15 Replies Latest reply on Jan 12, 2011 4:06 PM by Barsik107

    IF in OpenCL kernel

    Barsik107

      I have vector of 40000 elements, I wan't to calculate it somehow, but I need next condition(IF):

       

      uint tid = get_global_id(0);

      uint tid1 = get_global_id(1);

       

      const uint range=200;

      index = tid*range+tid1;

       

      if(index>200)

      {

      output_Tay[index]=index;

      }

      But this kernel calculate not 39800, but only 7979 elements and I can't understand why? Is there something special about using IF in kernels?

       

       

       

        • IF in OpenCL kernel
          nou

          what is your global range?

            • IF in OpenCL kernel
              Barsik107

              Global range is {200;200} I dont think thats the problem, cause if I use kernel without condition - it proceed throu all of 40000 elements. That seems very strange to me.

               

                • IF in OpenCL kernel
                  rick.weber

                  If you remove the if, does the output equal 0, 1, 2, ... 40000? If not, your indexing is messed up. There is nothing magical about if statements with respect to correctness.
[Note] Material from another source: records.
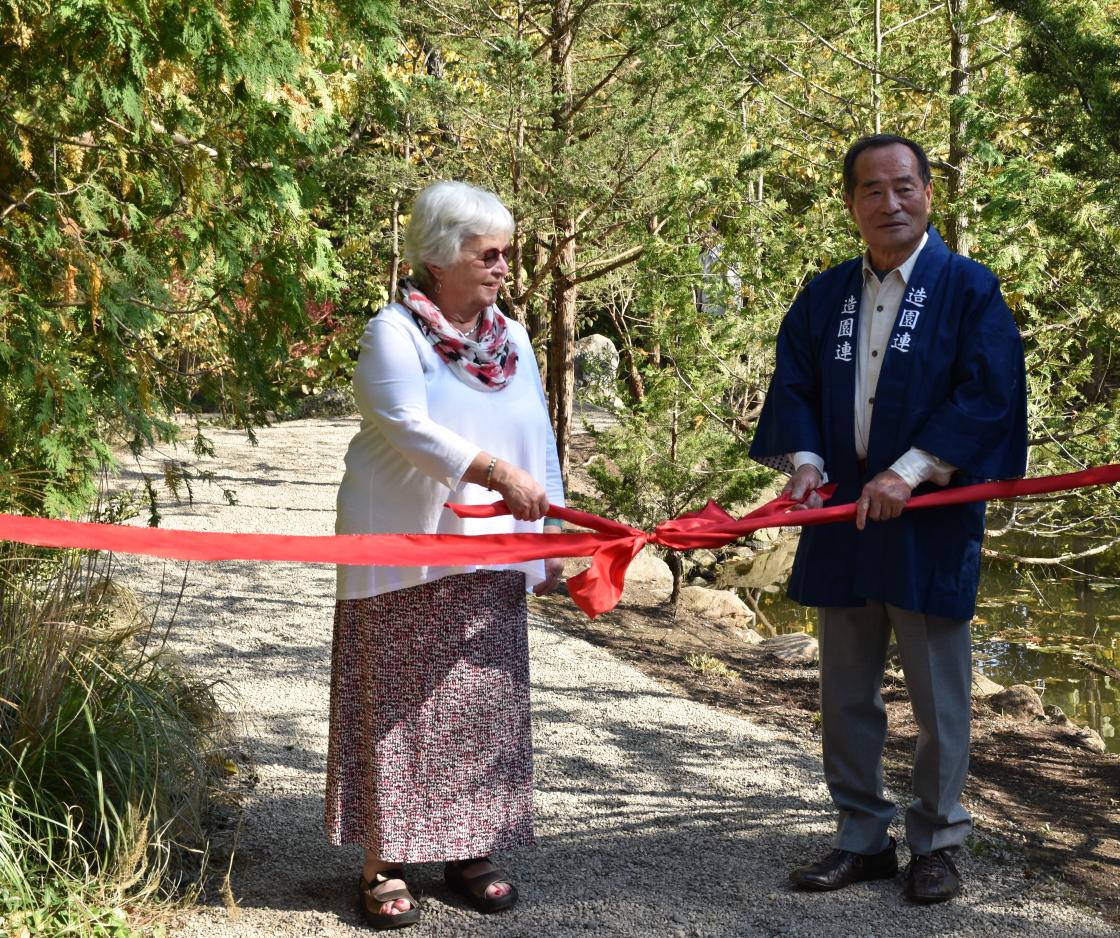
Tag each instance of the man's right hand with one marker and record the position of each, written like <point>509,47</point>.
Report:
<point>802,488</point>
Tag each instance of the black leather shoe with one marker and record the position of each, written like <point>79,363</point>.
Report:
<point>932,878</point>
<point>843,868</point>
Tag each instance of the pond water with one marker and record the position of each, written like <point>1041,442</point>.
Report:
<point>1033,630</point>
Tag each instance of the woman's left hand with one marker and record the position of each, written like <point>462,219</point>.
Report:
<point>553,572</point>
<point>553,568</point>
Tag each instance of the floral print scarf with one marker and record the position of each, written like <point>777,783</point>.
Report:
<point>485,363</point>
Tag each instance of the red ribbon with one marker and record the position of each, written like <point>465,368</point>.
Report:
<point>610,545</point>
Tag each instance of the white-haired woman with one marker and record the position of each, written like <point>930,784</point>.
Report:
<point>430,757</point>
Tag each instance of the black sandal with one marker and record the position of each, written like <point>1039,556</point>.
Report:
<point>371,904</point>
<point>474,888</point>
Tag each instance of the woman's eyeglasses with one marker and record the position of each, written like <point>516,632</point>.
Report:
<point>488,259</point>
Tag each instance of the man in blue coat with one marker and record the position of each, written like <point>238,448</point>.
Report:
<point>897,373</point>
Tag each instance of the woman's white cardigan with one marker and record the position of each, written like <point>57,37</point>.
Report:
<point>421,428</point>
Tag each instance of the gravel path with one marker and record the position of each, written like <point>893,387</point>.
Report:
<point>656,816</point>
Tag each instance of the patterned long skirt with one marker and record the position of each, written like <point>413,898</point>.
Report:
<point>430,753</point>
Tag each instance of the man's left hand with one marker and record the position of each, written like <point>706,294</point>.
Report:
<point>883,498</point>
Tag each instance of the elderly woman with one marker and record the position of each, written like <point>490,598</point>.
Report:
<point>430,757</point>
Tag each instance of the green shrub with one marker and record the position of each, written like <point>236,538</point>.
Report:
<point>109,753</point>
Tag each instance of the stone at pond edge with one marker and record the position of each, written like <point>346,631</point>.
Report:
<point>1056,715</point>
<point>1019,702</point>
<point>985,686</point>
<point>721,604</point>
<point>796,648</point>
<point>1088,738</point>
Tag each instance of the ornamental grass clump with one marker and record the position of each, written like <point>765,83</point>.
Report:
<point>109,753</point>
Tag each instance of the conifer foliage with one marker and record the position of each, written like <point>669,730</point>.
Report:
<point>156,176</point>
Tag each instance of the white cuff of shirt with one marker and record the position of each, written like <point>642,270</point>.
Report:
<point>917,466</point>
<point>804,458</point>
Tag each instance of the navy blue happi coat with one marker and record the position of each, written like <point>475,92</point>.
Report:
<point>952,384</point>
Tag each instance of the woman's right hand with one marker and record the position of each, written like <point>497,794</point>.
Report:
<point>523,495</point>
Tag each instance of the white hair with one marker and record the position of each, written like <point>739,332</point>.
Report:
<point>444,216</point>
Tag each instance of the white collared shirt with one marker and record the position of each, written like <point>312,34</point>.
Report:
<point>878,311</point>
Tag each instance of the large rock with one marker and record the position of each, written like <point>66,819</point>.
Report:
<point>1019,702</point>
<point>766,569</point>
<point>985,686</point>
<point>596,362</point>
<point>721,604</point>
<point>796,649</point>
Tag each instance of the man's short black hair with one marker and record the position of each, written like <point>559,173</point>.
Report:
<point>882,140</point>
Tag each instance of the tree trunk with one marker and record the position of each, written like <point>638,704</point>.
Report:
<point>561,378</point>
<point>957,228</point>
<point>561,359</point>
<point>673,559</point>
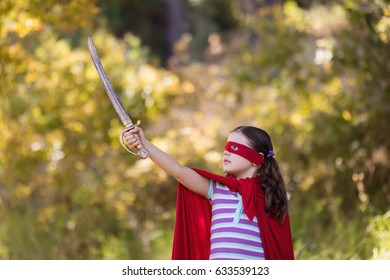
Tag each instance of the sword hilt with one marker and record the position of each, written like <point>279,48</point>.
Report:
<point>142,152</point>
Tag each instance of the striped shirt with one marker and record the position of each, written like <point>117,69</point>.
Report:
<point>233,235</point>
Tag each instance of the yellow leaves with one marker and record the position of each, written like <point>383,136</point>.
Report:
<point>20,22</point>
<point>22,192</point>
<point>346,115</point>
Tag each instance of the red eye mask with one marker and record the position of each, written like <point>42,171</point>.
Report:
<point>245,152</point>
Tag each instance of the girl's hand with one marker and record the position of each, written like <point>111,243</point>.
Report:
<point>134,137</point>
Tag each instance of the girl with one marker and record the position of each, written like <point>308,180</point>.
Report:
<point>240,216</point>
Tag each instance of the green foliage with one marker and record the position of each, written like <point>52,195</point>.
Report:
<point>319,87</point>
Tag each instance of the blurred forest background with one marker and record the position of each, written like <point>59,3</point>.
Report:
<point>314,74</point>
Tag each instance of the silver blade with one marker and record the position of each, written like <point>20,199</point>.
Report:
<point>108,86</point>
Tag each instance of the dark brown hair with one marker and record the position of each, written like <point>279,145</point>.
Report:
<point>271,178</point>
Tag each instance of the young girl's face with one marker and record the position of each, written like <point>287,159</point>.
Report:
<point>234,164</point>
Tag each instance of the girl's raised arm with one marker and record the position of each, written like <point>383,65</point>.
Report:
<point>185,175</point>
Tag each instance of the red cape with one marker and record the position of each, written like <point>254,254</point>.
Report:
<point>191,239</point>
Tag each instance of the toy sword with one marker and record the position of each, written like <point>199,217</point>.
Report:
<point>143,152</point>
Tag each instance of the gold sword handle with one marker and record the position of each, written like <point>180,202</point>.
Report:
<point>142,152</point>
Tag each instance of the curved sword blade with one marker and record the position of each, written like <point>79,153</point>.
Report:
<point>108,86</point>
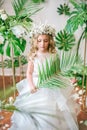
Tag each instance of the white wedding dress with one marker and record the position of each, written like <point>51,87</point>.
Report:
<point>46,109</point>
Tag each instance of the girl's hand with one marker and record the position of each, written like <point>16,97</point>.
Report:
<point>33,90</point>
<point>30,67</point>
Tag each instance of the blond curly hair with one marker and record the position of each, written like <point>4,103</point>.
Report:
<point>33,49</point>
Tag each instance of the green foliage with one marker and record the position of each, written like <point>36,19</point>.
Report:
<point>10,26</point>
<point>1,2</point>
<point>78,17</point>
<point>25,8</point>
<point>50,76</point>
<point>64,40</point>
<point>7,63</point>
<point>63,9</point>
<point>58,73</point>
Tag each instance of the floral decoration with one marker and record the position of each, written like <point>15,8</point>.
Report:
<point>42,29</point>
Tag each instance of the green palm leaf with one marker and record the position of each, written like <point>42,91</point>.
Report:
<point>50,75</point>
<point>1,2</point>
<point>64,40</point>
<point>78,17</point>
<point>25,8</point>
<point>63,9</point>
<point>56,74</point>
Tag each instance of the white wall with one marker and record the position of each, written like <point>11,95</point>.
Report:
<point>47,15</point>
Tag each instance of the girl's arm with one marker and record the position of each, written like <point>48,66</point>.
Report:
<point>29,76</point>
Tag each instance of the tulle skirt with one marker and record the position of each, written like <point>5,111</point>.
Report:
<point>46,109</point>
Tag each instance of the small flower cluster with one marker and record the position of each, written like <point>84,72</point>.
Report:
<point>3,14</point>
<point>42,29</point>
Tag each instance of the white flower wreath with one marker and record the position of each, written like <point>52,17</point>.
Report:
<point>42,29</point>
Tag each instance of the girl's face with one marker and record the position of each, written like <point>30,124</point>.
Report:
<point>43,43</point>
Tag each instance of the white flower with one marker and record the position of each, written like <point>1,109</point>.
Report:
<point>19,31</point>
<point>42,29</point>
<point>1,39</point>
<point>4,16</point>
<point>11,100</point>
<point>2,11</point>
<point>81,92</point>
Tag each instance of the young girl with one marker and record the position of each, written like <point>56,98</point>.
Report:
<point>44,108</point>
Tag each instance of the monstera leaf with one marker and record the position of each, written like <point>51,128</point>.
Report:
<point>64,40</point>
<point>78,16</point>
<point>63,9</point>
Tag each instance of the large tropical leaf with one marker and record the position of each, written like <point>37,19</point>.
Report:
<point>55,75</point>
<point>68,60</point>
<point>50,76</point>
<point>1,2</point>
<point>78,16</point>
<point>64,40</point>
<point>25,8</point>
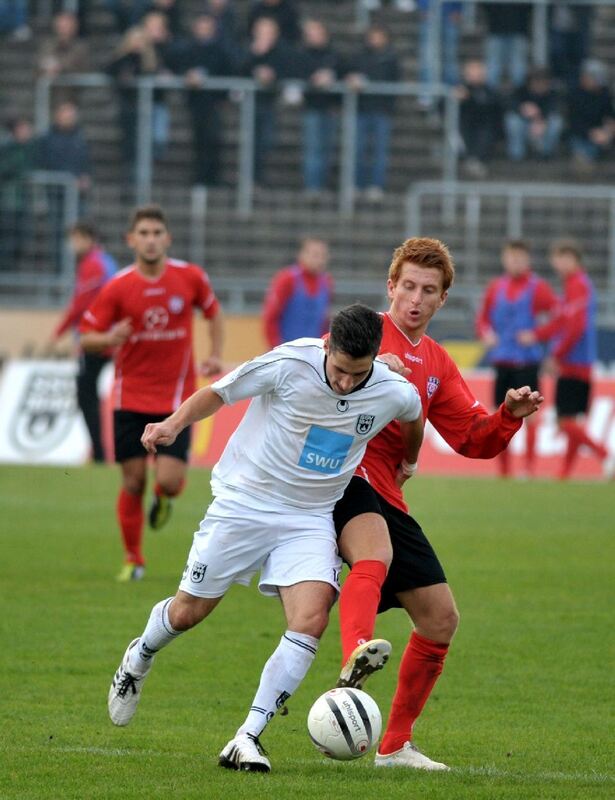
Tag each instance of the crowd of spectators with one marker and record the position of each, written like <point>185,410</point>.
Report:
<point>506,104</point>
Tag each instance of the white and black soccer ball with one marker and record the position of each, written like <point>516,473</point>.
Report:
<point>344,724</point>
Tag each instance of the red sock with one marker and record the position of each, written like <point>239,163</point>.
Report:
<point>421,664</point>
<point>530,447</point>
<point>158,490</point>
<point>130,517</point>
<point>577,437</point>
<point>359,601</point>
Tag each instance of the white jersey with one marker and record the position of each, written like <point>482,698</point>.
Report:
<point>299,441</point>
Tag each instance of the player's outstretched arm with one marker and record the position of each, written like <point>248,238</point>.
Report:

Branch divergence only affects performance. Can you try using a 1D global range of size 40,000?

                    • IF in OpenCL kernel
                      Barsik107

                       

                      Originally posted by: rick.weber If you remove the if, does the output equal 0, 1, 2, ... 40000? If not, your indexing is messed up. 


                      Yes it is, if I remove IF then everything is ok. It proceed throu all 40000 values. I know it by simple operation

                       output_Tay[index]=index;

                       

                      index = tid*get_global_size([0|1])+tid1; 


                      Still doesnt help, I use it like:

                      index = tid*get_global_size(1)+tid1; 

                      And so it was just 7979 elements calculated.
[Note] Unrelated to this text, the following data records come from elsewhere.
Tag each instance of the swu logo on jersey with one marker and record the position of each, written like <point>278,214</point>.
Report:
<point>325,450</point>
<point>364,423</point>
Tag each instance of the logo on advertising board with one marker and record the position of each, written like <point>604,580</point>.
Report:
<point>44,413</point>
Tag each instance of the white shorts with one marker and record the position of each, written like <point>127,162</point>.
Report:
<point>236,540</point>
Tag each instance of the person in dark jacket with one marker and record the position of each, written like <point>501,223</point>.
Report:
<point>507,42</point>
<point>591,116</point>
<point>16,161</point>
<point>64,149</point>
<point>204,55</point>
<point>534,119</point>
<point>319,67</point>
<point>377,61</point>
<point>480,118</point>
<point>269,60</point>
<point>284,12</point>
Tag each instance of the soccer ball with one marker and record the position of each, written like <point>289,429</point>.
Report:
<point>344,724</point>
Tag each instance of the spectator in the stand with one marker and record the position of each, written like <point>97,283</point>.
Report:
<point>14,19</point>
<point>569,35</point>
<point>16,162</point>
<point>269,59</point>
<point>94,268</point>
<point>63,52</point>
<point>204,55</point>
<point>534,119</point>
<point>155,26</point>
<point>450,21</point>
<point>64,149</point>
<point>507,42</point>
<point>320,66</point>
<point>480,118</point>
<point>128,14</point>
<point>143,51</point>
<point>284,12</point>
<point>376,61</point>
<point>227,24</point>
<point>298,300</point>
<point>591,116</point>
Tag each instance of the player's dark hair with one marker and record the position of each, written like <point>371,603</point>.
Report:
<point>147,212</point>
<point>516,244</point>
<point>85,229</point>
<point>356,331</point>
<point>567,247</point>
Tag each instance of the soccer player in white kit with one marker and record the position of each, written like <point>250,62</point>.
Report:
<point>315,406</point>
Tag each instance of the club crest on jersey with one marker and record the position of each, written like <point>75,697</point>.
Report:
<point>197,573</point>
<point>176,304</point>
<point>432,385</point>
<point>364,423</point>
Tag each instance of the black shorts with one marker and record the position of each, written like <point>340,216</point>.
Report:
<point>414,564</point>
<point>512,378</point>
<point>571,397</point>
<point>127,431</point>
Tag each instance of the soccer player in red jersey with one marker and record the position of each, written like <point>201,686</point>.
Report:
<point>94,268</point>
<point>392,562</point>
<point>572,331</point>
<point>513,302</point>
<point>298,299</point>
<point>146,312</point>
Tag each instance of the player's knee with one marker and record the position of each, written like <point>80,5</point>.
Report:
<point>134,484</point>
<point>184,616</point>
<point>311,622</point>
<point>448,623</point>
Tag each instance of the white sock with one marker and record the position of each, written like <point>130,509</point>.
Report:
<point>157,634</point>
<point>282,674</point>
                        • IF in OpenCL kernel
                          himanshu.gautam

                          I think you are messing up with indexing.

                          AFAIK it should be tid1*range + tid

                          or get_global_size(1) * get_global_size(0) + get_global_id(0)
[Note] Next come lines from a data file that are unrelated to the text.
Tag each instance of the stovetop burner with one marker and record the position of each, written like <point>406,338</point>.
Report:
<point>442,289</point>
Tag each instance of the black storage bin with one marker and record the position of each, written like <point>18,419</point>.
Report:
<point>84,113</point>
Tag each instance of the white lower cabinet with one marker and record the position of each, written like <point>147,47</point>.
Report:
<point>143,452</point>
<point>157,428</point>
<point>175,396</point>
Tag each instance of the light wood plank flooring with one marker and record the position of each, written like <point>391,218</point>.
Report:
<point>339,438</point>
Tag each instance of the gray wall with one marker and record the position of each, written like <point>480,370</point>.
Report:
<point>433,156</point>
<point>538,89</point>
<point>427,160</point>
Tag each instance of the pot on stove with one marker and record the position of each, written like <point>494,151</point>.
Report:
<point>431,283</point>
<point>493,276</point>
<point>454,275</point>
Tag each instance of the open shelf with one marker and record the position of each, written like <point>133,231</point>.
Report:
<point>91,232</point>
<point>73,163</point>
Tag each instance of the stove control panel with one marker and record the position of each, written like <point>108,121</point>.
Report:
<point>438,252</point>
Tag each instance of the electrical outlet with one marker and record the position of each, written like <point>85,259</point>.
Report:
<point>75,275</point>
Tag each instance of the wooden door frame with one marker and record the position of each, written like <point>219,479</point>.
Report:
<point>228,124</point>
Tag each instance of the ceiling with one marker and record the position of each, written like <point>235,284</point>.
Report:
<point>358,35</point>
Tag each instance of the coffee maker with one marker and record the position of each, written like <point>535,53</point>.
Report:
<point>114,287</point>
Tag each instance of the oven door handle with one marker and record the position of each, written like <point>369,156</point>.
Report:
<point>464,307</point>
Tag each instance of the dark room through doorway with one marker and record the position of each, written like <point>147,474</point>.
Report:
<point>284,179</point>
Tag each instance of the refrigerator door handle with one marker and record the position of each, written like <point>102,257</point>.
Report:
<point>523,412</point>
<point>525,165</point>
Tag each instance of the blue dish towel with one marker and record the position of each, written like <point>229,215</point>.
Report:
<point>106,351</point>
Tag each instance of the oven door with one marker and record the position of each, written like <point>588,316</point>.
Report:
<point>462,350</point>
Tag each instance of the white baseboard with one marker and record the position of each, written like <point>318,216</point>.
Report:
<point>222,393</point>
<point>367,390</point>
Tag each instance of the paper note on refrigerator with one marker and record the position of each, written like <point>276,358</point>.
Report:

                            • IF in OpenCL kernel
                              jeff_golds

                               

                              Originally posted by: himanshu.gautam I think you are messing up with indexing.

                               

                              AFAIK it should be tid1*range + tid

                               

                              or get_global_size(1) * get_global_size(0) + get_global_id(0)

                               

                              You're just transposing from column-major to row-major (or vice versa).  If the global dimensions are 200x200, then you should get the same results up to transposition.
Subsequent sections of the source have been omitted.